Like other books in the popular Dummies series, this one has icons for highlighting certain parts. Examples include:
- helpful tips, such as fertilizing roses with coffee (“Roses like dried coffee grounds … for the nitrogen. Add one cup of grounds around the drip line of the plant in spring and again one month later to give your roses a boost”);
- “remember” points, such as taking into account the changing angle of sunlight as the year progresses;
- warnings, such as what to avoid in terms of commercial plant containers. The book also features several sidebars which address subjects such as protecting young plants from frost (a realistic concern in most of southern Ontario until mid-May), and how to best harvest cut flowers from your garden.

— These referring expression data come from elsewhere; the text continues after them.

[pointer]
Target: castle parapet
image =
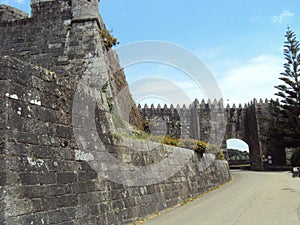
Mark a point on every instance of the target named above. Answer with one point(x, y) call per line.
point(8, 13)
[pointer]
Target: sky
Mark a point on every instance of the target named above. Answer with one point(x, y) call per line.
point(240, 42)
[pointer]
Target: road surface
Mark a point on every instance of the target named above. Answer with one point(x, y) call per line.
point(252, 198)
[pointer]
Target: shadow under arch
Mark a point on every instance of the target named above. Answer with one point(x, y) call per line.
point(237, 152)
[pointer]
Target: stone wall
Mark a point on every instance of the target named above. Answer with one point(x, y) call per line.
point(212, 122)
point(44, 181)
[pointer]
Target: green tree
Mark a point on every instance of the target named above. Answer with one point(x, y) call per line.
point(288, 108)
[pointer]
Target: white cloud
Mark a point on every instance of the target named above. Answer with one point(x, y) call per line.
point(283, 17)
point(255, 79)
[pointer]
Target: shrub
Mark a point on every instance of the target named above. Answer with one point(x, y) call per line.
point(295, 160)
point(201, 147)
point(108, 39)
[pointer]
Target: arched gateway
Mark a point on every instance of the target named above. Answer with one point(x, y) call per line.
point(210, 121)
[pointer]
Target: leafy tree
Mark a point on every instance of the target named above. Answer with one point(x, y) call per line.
point(288, 109)
point(295, 160)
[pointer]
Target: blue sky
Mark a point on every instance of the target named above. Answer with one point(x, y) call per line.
point(239, 41)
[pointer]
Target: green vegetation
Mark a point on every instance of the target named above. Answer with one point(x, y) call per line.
point(200, 147)
point(108, 39)
point(295, 160)
point(234, 154)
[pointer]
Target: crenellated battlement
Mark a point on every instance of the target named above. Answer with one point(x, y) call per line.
point(204, 104)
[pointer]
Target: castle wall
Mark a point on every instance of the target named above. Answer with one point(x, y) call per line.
point(211, 122)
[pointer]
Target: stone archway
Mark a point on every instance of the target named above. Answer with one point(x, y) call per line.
point(237, 152)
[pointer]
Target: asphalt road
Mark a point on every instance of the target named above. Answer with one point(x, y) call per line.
point(252, 198)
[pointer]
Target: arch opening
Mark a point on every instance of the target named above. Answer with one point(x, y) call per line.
point(237, 153)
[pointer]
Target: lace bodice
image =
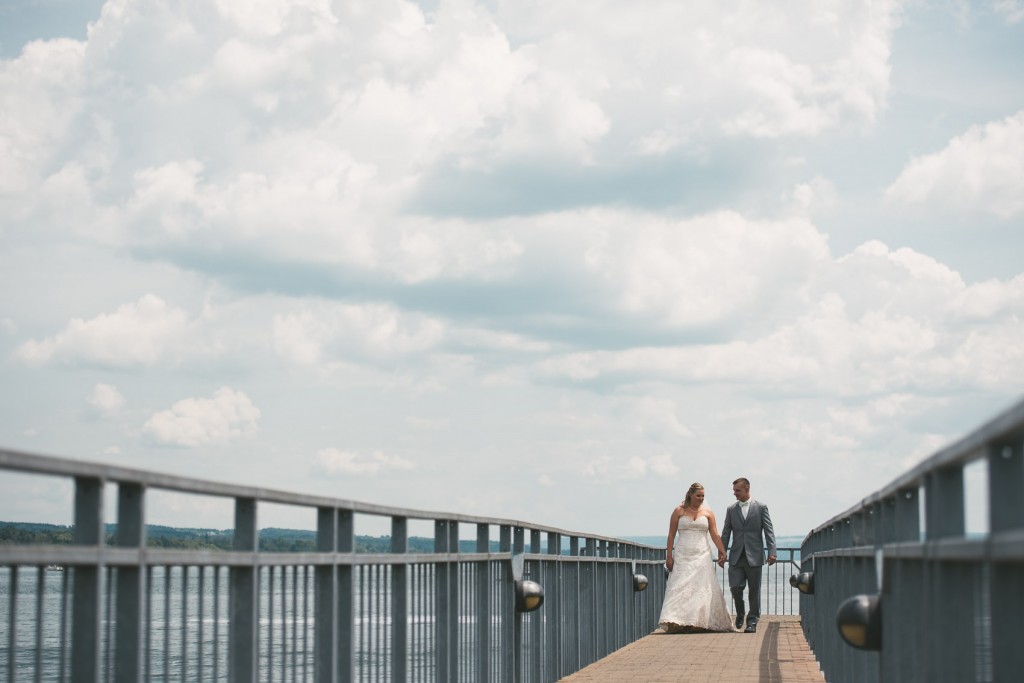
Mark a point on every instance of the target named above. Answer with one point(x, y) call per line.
point(691, 526)
point(693, 596)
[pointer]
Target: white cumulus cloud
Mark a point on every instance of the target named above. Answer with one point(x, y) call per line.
point(337, 462)
point(981, 171)
point(227, 416)
point(136, 334)
point(107, 398)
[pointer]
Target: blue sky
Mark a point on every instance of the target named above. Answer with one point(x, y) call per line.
point(512, 259)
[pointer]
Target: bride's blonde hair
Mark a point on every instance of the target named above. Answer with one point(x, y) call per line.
point(695, 486)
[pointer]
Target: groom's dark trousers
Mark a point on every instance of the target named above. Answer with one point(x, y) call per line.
point(741, 574)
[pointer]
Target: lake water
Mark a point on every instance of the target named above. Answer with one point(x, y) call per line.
point(185, 633)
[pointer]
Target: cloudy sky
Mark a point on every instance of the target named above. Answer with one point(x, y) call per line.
point(550, 261)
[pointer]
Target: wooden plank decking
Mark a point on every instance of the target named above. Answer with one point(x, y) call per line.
point(777, 652)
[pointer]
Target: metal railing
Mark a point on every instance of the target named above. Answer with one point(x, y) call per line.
point(921, 599)
point(97, 610)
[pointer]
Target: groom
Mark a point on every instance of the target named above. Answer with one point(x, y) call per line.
point(749, 519)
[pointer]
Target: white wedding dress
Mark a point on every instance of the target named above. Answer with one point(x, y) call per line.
point(692, 595)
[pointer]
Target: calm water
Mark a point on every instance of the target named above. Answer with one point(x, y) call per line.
point(185, 633)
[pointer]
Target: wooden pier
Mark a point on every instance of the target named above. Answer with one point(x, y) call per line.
point(777, 652)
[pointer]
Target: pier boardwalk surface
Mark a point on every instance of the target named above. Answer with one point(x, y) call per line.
point(777, 652)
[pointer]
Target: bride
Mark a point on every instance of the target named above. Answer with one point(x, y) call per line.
point(693, 599)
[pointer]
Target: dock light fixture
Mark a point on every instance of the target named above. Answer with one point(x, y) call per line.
point(639, 581)
point(859, 622)
point(803, 582)
point(528, 594)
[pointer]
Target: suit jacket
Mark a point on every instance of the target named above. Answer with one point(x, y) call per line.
point(749, 536)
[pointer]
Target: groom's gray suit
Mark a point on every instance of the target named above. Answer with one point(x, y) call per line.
point(748, 553)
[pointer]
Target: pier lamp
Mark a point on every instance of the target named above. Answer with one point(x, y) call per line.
point(859, 622)
point(528, 596)
point(639, 581)
point(803, 582)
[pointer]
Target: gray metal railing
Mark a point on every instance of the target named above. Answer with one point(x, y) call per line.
point(922, 599)
point(97, 610)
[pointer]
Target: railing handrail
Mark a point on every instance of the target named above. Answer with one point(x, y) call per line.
point(49, 465)
point(1006, 426)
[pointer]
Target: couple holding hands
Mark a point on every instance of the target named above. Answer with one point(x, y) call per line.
point(693, 600)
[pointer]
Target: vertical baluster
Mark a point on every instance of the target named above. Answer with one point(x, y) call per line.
point(295, 624)
point(269, 646)
point(1006, 471)
point(217, 579)
point(167, 623)
point(345, 605)
point(184, 624)
point(40, 590)
point(12, 626)
point(86, 596)
point(108, 644)
point(243, 623)
point(200, 614)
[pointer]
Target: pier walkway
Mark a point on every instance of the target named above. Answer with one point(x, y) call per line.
point(776, 653)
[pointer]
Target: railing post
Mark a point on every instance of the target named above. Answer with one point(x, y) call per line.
point(345, 637)
point(553, 607)
point(907, 523)
point(949, 597)
point(131, 534)
point(399, 606)
point(87, 600)
point(243, 627)
point(445, 631)
point(1006, 471)
point(482, 605)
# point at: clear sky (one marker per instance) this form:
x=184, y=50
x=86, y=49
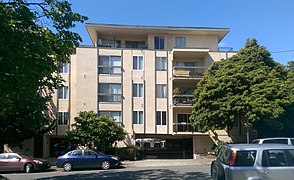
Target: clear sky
x=271, y=22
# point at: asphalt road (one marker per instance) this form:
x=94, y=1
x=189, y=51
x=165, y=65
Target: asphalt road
x=199, y=172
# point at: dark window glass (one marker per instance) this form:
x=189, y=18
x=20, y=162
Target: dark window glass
x=89, y=153
x=163, y=118
x=77, y=153
x=2, y=156
x=12, y=156
x=268, y=141
x=158, y=118
x=158, y=42
x=281, y=141
x=255, y=142
x=245, y=158
x=274, y=158
x=225, y=156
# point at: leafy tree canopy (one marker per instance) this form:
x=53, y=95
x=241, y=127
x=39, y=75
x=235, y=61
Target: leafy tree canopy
x=249, y=87
x=95, y=131
x=34, y=37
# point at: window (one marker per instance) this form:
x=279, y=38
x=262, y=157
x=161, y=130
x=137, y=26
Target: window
x=109, y=65
x=63, y=67
x=161, y=63
x=158, y=42
x=63, y=118
x=135, y=44
x=161, y=91
x=160, y=117
x=109, y=92
x=63, y=92
x=180, y=42
x=13, y=156
x=138, y=117
x=138, y=62
x=274, y=158
x=138, y=90
x=245, y=158
x=113, y=114
x=89, y=153
x=76, y=152
x=183, y=118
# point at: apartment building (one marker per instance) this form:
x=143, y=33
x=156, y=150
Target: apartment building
x=142, y=76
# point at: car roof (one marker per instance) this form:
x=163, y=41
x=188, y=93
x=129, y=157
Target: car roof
x=10, y=153
x=274, y=138
x=257, y=146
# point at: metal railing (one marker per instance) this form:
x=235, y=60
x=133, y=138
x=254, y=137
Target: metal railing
x=188, y=71
x=114, y=70
x=183, y=99
x=118, y=44
x=184, y=127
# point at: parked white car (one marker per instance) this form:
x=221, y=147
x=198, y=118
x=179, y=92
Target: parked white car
x=254, y=162
x=275, y=140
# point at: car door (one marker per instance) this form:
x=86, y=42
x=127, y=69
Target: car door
x=76, y=158
x=90, y=159
x=276, y=165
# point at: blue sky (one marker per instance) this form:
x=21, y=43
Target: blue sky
x=271, y=22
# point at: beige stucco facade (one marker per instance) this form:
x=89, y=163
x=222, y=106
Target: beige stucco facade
x=162, y=64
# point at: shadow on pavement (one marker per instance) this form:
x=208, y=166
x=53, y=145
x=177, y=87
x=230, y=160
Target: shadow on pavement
x=142, y=174
x=34, y=172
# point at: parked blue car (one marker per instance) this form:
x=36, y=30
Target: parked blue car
x=86, y=158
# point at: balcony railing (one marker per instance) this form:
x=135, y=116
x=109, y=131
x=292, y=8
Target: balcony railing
x=188, y=71
x=114, y=70
x=183, y=99
x=118, y=44
x=184, y=127
x=110, y=98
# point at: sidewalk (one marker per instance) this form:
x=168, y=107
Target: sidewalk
x=167, y=162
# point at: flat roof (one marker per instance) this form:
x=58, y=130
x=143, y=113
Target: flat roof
x=93, y=28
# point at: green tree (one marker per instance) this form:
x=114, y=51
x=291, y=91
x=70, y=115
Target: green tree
x=95, y=131
x=34, y=38
x=249, y=87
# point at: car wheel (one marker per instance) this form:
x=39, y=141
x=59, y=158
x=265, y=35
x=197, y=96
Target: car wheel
x=105, y=165
x=29, y=168
x=67, y=166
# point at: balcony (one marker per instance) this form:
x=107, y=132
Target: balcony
x=184, y=127
x=114, y=70
x=183, y=100
x=117, y=44
x=188, y=71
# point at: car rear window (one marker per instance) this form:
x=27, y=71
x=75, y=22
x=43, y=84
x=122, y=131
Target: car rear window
x=245, y=158
x=255, y=141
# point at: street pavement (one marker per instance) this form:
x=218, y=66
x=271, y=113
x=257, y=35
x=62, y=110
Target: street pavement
x=200, y=160
x=168, y=162
x=159, y=169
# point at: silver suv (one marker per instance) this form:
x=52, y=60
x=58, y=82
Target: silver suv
x=254, y=161
x=276, y=140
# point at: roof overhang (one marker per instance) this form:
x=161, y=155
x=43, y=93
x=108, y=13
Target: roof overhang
x=115, y=29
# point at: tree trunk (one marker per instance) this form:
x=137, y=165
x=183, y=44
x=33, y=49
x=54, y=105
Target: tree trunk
x=1, y=147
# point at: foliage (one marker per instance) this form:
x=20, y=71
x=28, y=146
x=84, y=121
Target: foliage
x=94, y=131
x=34, y=37
x=249, y=87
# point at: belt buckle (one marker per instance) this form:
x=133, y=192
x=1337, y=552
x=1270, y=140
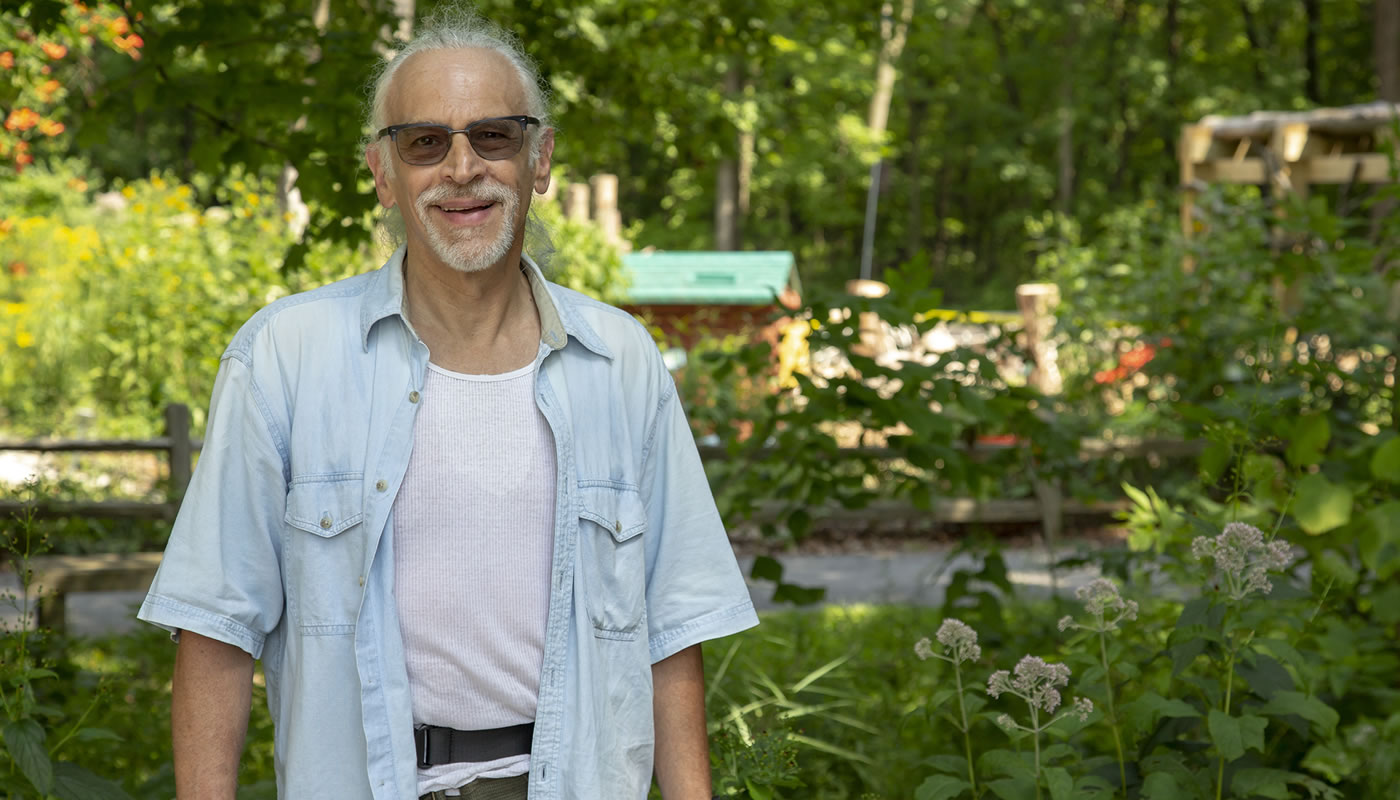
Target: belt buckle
x=420, y=740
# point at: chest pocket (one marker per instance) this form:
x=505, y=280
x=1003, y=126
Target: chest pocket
x=612, y=559
x=325, y=547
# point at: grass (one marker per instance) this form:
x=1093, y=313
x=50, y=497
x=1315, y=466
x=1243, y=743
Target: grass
x=842, y=683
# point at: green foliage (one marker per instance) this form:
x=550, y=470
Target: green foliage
x=970, y=156
x=121, y=303
x=37, y=732
x=576, y=254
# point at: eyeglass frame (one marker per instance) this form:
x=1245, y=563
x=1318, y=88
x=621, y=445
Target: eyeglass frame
x=392, y=132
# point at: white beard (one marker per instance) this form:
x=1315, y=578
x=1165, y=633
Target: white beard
x=469, y=250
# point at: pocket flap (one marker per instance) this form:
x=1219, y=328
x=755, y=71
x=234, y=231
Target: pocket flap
x=618, y=510
x=325, y=507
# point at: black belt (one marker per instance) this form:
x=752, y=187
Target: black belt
x=448, y=746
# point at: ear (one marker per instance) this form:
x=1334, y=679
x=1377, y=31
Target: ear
x=373, y=156
x=546, y=153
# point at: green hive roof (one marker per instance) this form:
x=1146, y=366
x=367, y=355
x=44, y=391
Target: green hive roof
x=709, y=278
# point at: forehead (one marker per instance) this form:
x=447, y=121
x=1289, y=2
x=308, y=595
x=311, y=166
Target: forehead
x=457, y=87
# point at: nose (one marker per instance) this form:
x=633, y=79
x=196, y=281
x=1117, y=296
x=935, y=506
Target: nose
x=462, y=164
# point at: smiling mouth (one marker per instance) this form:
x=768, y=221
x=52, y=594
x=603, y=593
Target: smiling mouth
x=465, y=206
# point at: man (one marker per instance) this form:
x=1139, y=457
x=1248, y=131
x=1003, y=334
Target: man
x=454, y=509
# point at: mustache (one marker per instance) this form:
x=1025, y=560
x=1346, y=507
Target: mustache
x=479, y=189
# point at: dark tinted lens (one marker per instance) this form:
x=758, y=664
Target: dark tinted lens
x=423, y=143
x=497, y=138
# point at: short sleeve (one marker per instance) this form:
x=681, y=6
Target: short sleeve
x=695, y=587
x=220, y=575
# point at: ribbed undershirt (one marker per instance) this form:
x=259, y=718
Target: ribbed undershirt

Urban Gardening for Dummies also offers some fairly in-depth information. For example, the chapter on watering your garden addresses: conserving water, installing a rain barrel, utilizing grey water, and the different ways to water your garden.
The book was written in collaboration with Paul Simon, a nationally recognized landscape architect, public artist, horticulturist, master gardener, and urban designer. His co-collaborator was Charlie Nardozzi, a nationally recognized garden writer, speaker, and radio and television personality. Also on board are the Editors of the National Gardening Association (of America), so the book will have some clout.
Urban Gardening for Dummies has a number of black and white illustrations and diagrams, however there could certainly be more, especially for identifying common garden bugs, both good and bad. And flower fans will have to go elsewhere for colour images as this book doesn’t have any, which is a disappointment given the incredibly rich subject matter and the usefulness the pictures would serve. Seasoned urban gardeners will likely be left wanting more from the book as it doesn’t address the advanced aspects of gardening. And importantly for Torontonians, the book doesn’t offer any advice about dealing with raccoons and the mischief they can get up to in a garden.
That said, this book will give you the confidence to grow flowers, vegetables, and herbs in the smallest of spaces.